This project applies and extends ideas from computer science formal methods to the design and fabrication of manufactured items. Computer-aided manufacturing promises to have transformative impacts on society for many reasons, including unprecedented ability for customization and low-volume manufacturing as well as more efficient and flexible fabrication plans (e.g., as material availability changes). But designers and engineers need more flexible tools that can optimize across both the design stage and the fabrication-planning stages, and be robust to changing constraints. This proposal?s novelties are foundations and prototypes that enable such tools, in particular by designing interfaces that are essentially programming languages in the computer science sense and amenable to automated program analysis for correctness and optimization. This proposal?s impacts include new languages and tools for computer-aided manufacturing as well as demonstrations that fabrication can be automatically retargeted to use different materials and/or processes.

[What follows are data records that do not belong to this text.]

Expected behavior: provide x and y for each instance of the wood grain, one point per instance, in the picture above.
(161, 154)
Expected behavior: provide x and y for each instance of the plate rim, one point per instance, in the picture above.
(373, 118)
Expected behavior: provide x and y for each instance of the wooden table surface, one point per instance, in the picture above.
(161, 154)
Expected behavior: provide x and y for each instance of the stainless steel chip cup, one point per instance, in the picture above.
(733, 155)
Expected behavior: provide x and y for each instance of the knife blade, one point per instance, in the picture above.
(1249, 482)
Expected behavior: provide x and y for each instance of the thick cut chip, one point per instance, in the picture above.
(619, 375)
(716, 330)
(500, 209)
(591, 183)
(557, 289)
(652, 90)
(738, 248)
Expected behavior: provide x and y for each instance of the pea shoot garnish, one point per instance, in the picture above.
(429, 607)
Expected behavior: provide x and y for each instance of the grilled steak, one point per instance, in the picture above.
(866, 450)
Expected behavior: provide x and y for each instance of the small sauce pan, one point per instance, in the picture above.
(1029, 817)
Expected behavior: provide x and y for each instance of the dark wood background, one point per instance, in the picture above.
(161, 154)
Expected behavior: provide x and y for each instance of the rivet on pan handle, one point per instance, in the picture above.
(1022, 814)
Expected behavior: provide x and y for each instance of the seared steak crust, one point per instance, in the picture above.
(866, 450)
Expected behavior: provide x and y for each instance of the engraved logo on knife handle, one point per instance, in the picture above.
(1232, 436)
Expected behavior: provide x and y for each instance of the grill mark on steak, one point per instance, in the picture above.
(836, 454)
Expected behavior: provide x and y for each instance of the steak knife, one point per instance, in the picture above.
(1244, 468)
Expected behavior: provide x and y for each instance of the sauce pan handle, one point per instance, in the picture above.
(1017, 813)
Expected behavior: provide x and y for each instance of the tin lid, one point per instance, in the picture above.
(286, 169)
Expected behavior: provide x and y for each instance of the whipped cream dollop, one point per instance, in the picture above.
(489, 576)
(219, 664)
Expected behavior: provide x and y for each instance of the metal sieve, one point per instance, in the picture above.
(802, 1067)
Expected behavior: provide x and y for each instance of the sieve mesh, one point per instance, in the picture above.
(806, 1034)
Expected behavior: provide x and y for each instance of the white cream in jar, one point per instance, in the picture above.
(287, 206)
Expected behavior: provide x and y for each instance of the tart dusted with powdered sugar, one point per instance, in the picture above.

This project advances the state-of-the-art in both formal methods and computational fabrication, centered around the critical use of embedded systems. For computational fabrication, the project is organized around a central vision: manufacturing is a form of compilation that translates abstract geometric designs to equivalent concrete physical fabrication plans. By decomposing manufacturing software into compiler-like layers of abstraction, the research enables the construction of automated, reusable,cross-domain analyses, optimizations, and synthesis for fabrication. For formal methods, manufacturing introduces new challenges. It requires mixing computational and geometric reasoning, including constraints like materials that can be neither duplicated nor created from nothing, and that physical objects obey gravity and cannot occupy the same space as another object. Additional challenges include concurrency (multiple moving parts during fabrication) and numerical approximations as objects are moved in continuous space.
This award reflects NSF's statutory mission and has been deemed worthy of support through evaluation using the Foundation's intellectual merit and broader impacts review criteria.